Desertions, a practice as old as war itself, are common in Russia and Ukraine. Many soldiers injure themselves because escaping during the recovery period is much easier than doing so from the frontlines. There are no official figures on how many Russian soldiers have deserted since the start of the invasion. Nor are there official numbers on how many Russian corpses are now buried underground. The figures are likely horrifying: at the Ukrainian fronts, deaths and killings have reached rates similar to those of World War II.
Over the years, several Ukrainian soldiers have explained that Putin’s troops are used as mere cannon fodder, thrown in masses against the defensive lines of Kyiv. "They don't even collect the corpses. When some die, others come in and try to advance over the bodies of other Russians who have already tried. It's endless", a Ukrainian soldier who was fighting to defend the city of Avdiivka, in Donetsk, told me a few months ago. Daniil Arkhipov confirms this "butchery" tactic. "The casualties were catastrophic. I don't know how many died, but it was a lot. I don't think Putin was infromed about the number of deaths on the front, mainly because he never cared."
A black and red tattoo
At one point in the interview, I notice that on his right arm—the same one he tried to mutilate with the grenade—a large tattoo is visible. He shows it to me. It covers most of his forearm and depicts a human face, but with the mouth and teeth of a beast, a monster. It’s a dark tattoo, shaded only in black and blood red.
—What does it mean?
—I'm not really sure. I saw it on the internet and I liked it. After the war, I felt the need to get a tattoo. I got it done during my escape.
—Are you a different person after the war?

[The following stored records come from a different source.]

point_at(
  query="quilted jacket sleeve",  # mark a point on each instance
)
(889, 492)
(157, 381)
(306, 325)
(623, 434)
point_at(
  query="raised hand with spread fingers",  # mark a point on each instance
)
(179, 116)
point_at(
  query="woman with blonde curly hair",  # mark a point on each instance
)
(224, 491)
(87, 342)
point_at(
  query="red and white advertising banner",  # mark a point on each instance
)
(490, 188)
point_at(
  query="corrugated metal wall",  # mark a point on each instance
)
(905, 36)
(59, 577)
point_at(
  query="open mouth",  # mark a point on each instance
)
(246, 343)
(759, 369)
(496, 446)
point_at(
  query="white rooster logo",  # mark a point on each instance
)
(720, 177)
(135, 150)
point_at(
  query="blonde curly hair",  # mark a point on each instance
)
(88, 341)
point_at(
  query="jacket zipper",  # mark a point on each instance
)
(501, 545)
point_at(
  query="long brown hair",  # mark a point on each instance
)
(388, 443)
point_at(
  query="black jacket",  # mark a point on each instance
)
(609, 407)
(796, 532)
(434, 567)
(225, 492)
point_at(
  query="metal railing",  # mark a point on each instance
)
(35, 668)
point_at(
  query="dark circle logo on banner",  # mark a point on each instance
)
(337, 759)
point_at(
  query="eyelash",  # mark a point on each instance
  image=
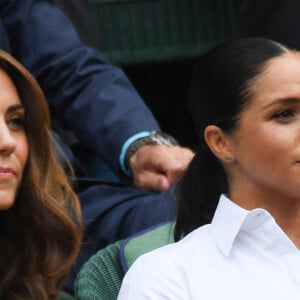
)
(283, 115)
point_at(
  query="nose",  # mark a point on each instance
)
(7, 141)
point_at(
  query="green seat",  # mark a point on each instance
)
(101, 276)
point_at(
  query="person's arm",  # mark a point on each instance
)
(92, 98)
(89, 96)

—Absolutely. I don't see humanity the same way anymore. I believe wars will never end as long as there are human beings in the world. We have an animal instinct.
—How do you see the future?
—I don't know. I hope I'm lucky and get asylum here in France. But what I desire the most is to find inner peace. I don't have it now. Once you've accepted your death, it's hard to live again.

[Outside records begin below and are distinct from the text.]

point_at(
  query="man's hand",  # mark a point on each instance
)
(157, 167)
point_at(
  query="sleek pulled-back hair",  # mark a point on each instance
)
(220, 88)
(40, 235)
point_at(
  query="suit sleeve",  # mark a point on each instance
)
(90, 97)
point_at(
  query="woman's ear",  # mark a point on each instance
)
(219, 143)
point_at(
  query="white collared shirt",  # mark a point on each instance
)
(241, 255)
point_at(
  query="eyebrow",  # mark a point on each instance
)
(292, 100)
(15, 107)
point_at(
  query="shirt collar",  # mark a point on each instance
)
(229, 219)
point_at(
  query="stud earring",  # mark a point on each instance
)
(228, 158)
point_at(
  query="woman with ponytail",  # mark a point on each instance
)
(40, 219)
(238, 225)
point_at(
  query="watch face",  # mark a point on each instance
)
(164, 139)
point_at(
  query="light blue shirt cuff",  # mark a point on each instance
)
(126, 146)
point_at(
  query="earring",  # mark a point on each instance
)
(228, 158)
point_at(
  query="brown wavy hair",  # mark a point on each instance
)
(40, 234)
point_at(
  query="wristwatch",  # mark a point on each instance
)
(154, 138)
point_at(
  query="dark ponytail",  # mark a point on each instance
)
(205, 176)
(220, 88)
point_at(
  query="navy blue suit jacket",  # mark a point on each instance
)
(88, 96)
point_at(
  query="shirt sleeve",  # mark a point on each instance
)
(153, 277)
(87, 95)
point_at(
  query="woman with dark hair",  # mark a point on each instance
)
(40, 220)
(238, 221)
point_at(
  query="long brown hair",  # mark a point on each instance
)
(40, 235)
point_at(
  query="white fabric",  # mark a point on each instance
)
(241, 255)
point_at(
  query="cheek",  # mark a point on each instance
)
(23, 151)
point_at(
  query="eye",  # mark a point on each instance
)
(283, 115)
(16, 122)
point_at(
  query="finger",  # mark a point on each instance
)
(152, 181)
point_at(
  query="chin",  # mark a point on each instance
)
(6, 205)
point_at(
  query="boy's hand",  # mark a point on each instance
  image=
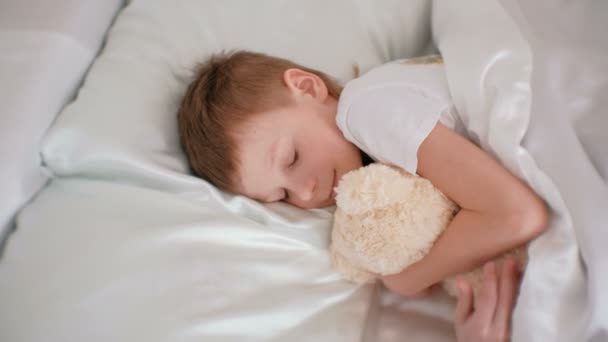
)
(488, 318)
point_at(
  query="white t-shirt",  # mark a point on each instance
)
(390, 110)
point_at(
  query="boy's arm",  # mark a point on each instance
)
(498, 211)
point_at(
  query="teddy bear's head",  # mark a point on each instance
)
(386, 219)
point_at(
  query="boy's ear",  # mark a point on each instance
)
(299, 81)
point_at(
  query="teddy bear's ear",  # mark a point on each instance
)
(372, 187)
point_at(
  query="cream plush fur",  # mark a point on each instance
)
(387, 219)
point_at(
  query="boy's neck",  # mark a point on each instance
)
(365, 159)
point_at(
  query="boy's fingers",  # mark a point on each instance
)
(485, 305)
(464, 307)
(507, 293)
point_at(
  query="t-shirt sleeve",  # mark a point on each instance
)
(390, 122)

Throughout many moments of the interview, he seems agitated. He clenches his eyes tightly, has some facial tics, constantly moves his legs, and at times, he stares blankly, as if disconnecting. I ask him one last question before wrapping up the interview.
—What would you say to the Ukrainian soldiers on the other side of the trench?
—That I didn't feel any hatred toward them. On the contrary. And that I understood that they, at least, were fighting because they were defending their land and their people from an invasion.
The interview ends. We say goodbye to Daniil Arkhipov, who he heads back to the shelter where he lives with other refugees and asylum seekers. He is the only Russian. Most come from Africa. "What are you going to do now?" I ask him. "Try to get some rest and hopefully sleep."
Back in Paris, I write to a Ukrainian soldier via WhatsApp, one who also fought in the Battle of Bakhmut. Perhaps he was very close to Daniil Arkhipov. Maybe they exchanged some gunfire. Maybe they saw each other through the lens of some killer drone. Maybe, under different circumstances, they would have been friends
—I just interviewed a Russian soldier who deserted the army because he was against this war. He also fought in Bakhmut,” I tell him.
—I don’t care. He fought in Bakhmut, and therefore, he attacked us. I don’t care if he did it for money, for an idea, or out of fear. I have no respect for him.